Disaggregation categories: New South Wales, Victoria, Queensland, South Australia, Tasmania, and the Australian Capital Territory. 
Remoteness area
The Remoteness Area (RA) of a person’s usual residence at the time of death as per the NDI based on Statistical Area Level 2 (SA2). The Australian Statistical Geography Standard (ASGS) 2016 was used to assign RAs for all people whose death was registered prior to 2021 and ASGS 2021 was used for people whose death was registered in 2021. Where more than one RA category was associated with a specific SA2, the RA category accounting for the highest proportion by area was assigned to that SA2. 

Disaggregation categories: Major Cities, Inner Regional, Outer Regional, and Remote and Very Remote (combined). 

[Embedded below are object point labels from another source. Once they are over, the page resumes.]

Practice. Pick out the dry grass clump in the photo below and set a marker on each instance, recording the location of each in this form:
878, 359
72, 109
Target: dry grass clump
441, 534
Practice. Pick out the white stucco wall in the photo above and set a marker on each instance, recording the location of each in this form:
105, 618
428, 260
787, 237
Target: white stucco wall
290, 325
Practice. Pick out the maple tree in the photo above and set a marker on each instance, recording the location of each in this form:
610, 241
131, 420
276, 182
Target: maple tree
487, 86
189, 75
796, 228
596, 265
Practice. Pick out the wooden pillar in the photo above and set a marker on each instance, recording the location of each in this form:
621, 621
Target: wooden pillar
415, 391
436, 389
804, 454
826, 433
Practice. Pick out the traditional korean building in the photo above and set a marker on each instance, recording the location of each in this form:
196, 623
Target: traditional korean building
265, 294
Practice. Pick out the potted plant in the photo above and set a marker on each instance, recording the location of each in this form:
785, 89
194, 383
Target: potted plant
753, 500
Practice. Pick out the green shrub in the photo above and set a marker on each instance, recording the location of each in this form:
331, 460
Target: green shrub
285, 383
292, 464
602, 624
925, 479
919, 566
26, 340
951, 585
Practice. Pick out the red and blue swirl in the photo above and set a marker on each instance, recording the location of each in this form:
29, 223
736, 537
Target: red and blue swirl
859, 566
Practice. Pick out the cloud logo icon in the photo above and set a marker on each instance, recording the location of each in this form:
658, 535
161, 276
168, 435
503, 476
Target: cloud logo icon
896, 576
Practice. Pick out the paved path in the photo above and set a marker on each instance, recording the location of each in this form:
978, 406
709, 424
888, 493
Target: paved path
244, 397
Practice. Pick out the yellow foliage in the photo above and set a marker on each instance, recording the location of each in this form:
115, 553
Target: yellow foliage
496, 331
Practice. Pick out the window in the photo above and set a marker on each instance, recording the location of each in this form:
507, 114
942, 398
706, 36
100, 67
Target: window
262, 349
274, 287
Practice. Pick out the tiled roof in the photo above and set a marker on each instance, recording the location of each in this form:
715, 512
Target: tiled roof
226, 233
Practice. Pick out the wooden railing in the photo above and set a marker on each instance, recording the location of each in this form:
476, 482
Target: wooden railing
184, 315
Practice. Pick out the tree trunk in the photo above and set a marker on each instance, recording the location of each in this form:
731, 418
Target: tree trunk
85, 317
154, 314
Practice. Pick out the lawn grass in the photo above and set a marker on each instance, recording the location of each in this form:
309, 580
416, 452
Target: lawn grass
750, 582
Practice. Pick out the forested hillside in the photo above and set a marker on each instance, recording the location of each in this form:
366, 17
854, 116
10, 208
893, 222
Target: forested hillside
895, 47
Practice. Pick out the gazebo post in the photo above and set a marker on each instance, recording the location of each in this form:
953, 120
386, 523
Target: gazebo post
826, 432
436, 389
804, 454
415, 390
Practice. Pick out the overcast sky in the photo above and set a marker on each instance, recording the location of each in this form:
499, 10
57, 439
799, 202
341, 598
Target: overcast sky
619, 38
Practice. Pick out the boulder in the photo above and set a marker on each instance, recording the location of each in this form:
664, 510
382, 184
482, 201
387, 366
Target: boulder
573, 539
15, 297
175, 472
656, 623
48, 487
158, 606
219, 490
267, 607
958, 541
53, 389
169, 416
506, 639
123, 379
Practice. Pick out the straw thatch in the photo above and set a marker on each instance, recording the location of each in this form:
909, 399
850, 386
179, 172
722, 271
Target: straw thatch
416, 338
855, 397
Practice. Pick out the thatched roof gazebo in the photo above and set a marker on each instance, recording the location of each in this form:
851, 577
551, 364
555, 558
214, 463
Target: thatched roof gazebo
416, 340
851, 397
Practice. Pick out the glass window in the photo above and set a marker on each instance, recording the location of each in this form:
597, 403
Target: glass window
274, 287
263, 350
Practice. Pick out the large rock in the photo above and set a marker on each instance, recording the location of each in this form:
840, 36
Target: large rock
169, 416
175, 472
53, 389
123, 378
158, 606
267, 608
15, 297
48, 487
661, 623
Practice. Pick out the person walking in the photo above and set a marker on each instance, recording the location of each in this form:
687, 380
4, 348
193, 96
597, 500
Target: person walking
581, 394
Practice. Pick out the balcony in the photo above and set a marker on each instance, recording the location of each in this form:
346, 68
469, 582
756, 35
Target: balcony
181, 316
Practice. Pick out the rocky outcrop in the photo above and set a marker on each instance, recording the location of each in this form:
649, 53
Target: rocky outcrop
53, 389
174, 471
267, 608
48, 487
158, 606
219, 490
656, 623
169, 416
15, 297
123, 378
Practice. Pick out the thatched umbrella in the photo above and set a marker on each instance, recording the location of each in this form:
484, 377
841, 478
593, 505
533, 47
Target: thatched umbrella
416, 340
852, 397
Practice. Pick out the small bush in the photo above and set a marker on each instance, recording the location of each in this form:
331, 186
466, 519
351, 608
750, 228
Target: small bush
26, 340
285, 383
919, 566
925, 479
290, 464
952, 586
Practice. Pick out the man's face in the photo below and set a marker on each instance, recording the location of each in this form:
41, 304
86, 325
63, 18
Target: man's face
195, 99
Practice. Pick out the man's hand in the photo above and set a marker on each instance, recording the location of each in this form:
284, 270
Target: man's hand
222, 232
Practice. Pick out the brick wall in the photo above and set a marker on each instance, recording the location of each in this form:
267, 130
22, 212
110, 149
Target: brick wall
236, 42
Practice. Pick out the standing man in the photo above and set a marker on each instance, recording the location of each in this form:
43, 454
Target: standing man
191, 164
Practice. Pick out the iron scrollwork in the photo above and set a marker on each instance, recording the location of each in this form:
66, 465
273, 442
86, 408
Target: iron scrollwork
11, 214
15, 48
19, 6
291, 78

Source: Australian Bureau of Statistics (ABS) (METEOR Identifier 697105)
Socioeconomic area
The socioeconomic area of a person’s usual residence at the time of death as per the NDI based on Statistical Area Level 2 and according to the ABS Socio-Economic Indexes for Areas (SEIFA) Index of Relative Socio-economic Disadvantage (IRSD). ABS SEIFA 2016 was used to assign SEIFA IRSD quintiles for all people whose death was registered prior to 2021 and SEIFA 2021 was used for people whose death was registered in 2021.

Disaggregation categories: SEIFA IRSD quintiles (1–5 or lowest/most disadvantaged to highest/least disadvantaged socioeconomic area).

Source: Australian Bureau of Statistics (METEOR Identifier 695778).
Cause of death
Based on the underlying cause of death according to the NDI.

Disaggregation categories: Malignant neoplasm (C00–C97), Heart disease (I00–I52), Cerebrovascular disease (I60–I69), Renal disease (N17, N18, N28), Liver disease (K70–K77), Respiratory disease and HIV/AIDS (J06-J18, J20-J22, J40-J47, J96, B20-B24), Neurodegenerative disease (G10, G20, G35, G122, G903, G231), Dementia/Alzheimer’s disease/Senility (G30, F01, F03, R54).
Potentially non-beneficial
treatment/intervention
Based on any record from the hospitals data in the reference period. No hospital data from the private hospital sector were accessed. 
Disaggregation categories: chemotherapy, cardiopulmonary resuscitation, intravenous feeding, mechanical ventilation, dialysis, blood transfusion.

See Data dictionary for more information.
Hospitalisation condition
group (for potentially
preventable hospitalisation)

Based on any record from the hospitals data in the reference period. No hospital data from the private hospital sector were accessed. 

Each potentially preventable hospitalisation admission is associated with at least 1 of the specified condition-groups (acute, chronic and/or vaccine-preventable). If an admission was associated with more than 1 condition-group, it was assigned to a single condition-group according to the following highest-to-lowest priority order, acute > chronic > vaccine-preventable, to allow unambiguous categorisation in the 'Hospitalisation condition group' analysis.  

Disaggregation categories: Acute conditions, Chronic conditions, Vaccine-preventable conditions. 

See Data dictionary for more information.

Length of stay

The total length of stay of an inpatient measured in days. This is the length of time between the hospital admission date and separation date, minus any leave days. 

Disaggregation categories: Same-day admission, 1-2 days, 3 or more days.